Today I am tired. This is the kind of exhaustion that settles in your bones and is indicative of not enough sleep or sunshine or saccharine or…something. For the first day since I’ve been in China, I feel like going back to my apartment, curling up in my bed, and ignoring everyone and everything. This may be the start of sickness. I imagine myself a polar bear jolted out of soothing slumber to find cubs running rampant.
But that doesn’t make for a very good blog entry, so instead I’m typing out something I jotted down on Saturday while waiting to go shopping with other teachers. It’s not long, but it’s the best I’ve got right now.
The soft breeze of autumn replaces the sticky sweetness of summer. I sit now comfortably outside, sweat no longer dripping down my brow every time I get the nerve to walk through Chengdu’s streets.
Everybody walks, bikes, exists outdoors here and — as I watch them scurrying in ant-like fashion to responsibilities or friendships — I wonder how many eyes watch me, the lone lǎowài scribbling in some foreign manuscript into her silly pink notebook, blue eyes darting back and forth in a furious attempt to soak up as much of this world as possible.
I’ve been here a month and am feeling decidedly at home in China despite a phone that doesn’t work, internet that is faulty at best, and not even the most rudimentary grasp on what anyone around me is saying.
On Friday, a Lebanese man who has been in China nearly a decade told me he knew I was new to China because I smiled so often, said hello to so many.
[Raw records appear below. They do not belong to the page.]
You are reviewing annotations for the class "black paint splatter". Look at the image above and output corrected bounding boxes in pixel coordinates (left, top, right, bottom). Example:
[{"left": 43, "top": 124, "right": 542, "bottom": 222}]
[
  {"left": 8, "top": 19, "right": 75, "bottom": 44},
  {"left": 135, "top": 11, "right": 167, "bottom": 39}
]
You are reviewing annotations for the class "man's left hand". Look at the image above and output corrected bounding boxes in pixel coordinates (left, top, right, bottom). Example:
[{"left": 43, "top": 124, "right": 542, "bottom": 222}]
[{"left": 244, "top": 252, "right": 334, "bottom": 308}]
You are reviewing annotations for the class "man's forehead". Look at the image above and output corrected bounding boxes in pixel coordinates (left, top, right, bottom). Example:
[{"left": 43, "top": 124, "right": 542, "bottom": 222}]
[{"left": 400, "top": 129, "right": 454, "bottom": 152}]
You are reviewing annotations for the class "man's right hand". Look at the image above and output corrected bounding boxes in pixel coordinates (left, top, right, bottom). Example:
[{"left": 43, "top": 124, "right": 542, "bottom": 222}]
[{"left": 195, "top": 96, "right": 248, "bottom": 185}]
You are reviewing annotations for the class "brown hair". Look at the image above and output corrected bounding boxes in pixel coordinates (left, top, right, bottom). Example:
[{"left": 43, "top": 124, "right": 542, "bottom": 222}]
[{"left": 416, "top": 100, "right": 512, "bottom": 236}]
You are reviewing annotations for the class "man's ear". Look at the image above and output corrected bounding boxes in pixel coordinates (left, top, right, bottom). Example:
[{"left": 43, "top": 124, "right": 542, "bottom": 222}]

I try to recall my personality in the states (a hard task as I am not as objective as I could be here) and find the grins and greetings are nothing new. Whether reflexive of personality or upbringing, I’m the small (enough) town girl who will always hold open the door, say “thank you,” and smile.
He’s not the first person to point out my blatantly jovial disposition.
I feel like I’m faulted for that, for being…happy.
Optimism is a foolish, undesirable trait in the world today and because I’m not a pessimist I must also not be a realist; so silly and stupid stuck in my own little world of naivety.
I have to smile at that. (No other reaction quite makes sense.) My world is naive, yes, but it is a world full of redemption and forgiveness, second chances and hope. A place where friendships are born of intense curiosity and kept long past would-be expiration dates. It’s where tomorrow burns bright with the could-be’s and less attention is given to the would-have-been’s. And, wherever you find yourself around the globe, there’s always room for another person here.